The 2016 Legislative Proposals state that a CRS penalty may be assessed “at any time”. As a result, it would appear that the normal reassessment period set out in ss. 152(3.1) would not be applicable to the new penalty. The exclusion of certain administration and enforcement provisions from proposed ss. 281(4) means that reportable persons may not claim a refund of a disputed penalty upon filing a notice of objection. Further, amendments to s. 225.1 are proposed to add CRS penalties to the list of debts which are not subject to restrictions on collection.
Absent from the proposed CRS penalty regime is an express penalty for non-compliance by financial institutions and other persons required to obtain TINs and file information returns under the CRS rules. Presumably, the existing ITA penalty regime, including ss. 162(7), would be sufficient to address failures to file CRS information returns or to otherwise comply with duties or obligations imposed under the ITA. Although at $2,500 the maximum penalty under ss. 162(7) is low compared to other ITA penalties, ss. 162(7) penalties may become significant if applied cumulatively to multiple failures.
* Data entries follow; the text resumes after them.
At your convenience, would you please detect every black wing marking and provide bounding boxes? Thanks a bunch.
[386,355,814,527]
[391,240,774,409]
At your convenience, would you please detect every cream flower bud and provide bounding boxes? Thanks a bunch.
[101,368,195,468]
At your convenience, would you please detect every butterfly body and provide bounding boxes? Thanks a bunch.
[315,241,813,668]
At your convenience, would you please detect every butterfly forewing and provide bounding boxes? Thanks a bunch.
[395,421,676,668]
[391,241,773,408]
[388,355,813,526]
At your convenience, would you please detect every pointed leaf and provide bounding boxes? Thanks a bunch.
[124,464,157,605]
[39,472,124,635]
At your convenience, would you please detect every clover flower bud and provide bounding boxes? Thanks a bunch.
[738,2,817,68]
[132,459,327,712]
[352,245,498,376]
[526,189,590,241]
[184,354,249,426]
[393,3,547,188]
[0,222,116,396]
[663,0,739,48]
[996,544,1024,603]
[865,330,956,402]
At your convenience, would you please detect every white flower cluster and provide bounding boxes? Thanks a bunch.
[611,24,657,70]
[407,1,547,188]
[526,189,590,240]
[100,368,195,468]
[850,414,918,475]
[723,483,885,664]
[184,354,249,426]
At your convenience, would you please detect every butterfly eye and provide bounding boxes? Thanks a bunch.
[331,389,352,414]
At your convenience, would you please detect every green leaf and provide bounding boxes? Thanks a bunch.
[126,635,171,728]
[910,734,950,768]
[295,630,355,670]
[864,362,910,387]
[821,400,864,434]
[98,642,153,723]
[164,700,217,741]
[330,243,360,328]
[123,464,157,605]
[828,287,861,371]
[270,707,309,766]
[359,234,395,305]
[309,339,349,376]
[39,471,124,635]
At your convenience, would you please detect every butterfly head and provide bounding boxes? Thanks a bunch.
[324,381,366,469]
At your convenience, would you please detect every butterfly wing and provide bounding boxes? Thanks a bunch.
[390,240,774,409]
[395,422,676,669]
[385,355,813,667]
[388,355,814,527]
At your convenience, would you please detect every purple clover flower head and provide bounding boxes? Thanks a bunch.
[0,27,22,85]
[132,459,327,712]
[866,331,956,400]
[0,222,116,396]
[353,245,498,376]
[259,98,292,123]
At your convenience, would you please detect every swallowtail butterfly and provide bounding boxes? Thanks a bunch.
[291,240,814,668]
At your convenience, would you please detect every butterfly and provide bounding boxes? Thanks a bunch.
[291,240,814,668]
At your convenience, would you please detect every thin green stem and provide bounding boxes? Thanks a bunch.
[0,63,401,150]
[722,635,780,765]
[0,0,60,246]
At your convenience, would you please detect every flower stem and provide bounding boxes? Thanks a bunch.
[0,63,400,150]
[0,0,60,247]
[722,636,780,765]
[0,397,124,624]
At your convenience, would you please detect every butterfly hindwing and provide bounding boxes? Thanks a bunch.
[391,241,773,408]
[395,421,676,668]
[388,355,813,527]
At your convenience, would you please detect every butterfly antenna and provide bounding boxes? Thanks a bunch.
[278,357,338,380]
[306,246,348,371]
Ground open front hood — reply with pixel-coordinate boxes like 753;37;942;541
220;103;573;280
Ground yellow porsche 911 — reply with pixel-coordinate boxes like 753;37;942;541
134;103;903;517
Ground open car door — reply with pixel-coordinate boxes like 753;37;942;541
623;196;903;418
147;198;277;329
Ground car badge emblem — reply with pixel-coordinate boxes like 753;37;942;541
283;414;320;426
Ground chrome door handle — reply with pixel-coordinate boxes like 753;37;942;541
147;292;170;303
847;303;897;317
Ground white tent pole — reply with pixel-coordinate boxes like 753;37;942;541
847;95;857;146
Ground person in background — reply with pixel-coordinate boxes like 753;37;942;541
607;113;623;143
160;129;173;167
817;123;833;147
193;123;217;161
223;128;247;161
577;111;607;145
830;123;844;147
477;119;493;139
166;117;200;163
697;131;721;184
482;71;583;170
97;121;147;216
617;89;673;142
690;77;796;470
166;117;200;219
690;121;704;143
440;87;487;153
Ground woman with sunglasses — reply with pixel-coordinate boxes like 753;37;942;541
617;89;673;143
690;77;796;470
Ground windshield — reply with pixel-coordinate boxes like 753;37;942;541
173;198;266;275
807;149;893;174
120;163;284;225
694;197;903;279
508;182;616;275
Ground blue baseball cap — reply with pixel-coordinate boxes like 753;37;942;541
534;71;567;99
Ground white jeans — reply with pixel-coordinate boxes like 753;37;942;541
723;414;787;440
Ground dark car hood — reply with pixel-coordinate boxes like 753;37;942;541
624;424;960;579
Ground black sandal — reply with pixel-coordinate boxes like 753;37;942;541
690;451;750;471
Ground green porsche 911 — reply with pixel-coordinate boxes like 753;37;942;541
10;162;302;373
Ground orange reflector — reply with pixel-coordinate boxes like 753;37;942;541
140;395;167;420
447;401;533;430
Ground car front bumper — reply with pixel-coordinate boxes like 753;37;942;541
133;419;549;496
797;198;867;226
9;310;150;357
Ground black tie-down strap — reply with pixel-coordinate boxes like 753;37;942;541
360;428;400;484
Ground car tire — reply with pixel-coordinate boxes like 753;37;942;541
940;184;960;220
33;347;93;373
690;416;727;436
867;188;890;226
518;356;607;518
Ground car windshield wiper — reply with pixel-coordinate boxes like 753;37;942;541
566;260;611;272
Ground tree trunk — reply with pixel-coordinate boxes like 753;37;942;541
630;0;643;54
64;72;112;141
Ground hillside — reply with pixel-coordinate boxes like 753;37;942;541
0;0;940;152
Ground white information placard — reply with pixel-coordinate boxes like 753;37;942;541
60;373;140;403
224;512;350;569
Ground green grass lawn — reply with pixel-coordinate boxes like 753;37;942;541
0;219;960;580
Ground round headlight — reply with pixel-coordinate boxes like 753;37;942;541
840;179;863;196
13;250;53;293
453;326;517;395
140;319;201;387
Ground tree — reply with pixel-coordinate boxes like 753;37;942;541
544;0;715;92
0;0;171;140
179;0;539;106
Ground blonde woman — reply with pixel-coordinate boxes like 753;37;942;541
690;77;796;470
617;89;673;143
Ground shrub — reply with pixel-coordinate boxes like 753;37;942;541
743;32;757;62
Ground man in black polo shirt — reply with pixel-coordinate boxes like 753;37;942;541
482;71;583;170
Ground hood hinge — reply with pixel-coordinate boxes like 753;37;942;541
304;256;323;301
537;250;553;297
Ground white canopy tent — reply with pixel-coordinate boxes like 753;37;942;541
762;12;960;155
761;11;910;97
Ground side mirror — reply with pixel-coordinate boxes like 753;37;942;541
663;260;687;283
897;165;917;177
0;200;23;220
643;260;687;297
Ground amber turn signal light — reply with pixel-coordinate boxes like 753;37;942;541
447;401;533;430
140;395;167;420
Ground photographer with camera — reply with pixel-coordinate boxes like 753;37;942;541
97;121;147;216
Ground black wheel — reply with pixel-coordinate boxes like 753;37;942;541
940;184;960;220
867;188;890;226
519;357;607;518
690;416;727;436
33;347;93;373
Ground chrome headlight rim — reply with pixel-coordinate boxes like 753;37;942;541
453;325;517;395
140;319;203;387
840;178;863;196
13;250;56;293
Certain due diligence requirements are now set out in the ITA for financial institutions to identify reportable accounts under the FATCA rules (by which Canada implemented the intergovernmental agreement with the United States). The 2016 Legislative Proposals will amend the FATCA due diligence requirements to be consistent with the due diligence procedures proposed for the common reporting standard. Generally, however, the new CRS rules will not change the reporting requirements to the US under the FATCA regime.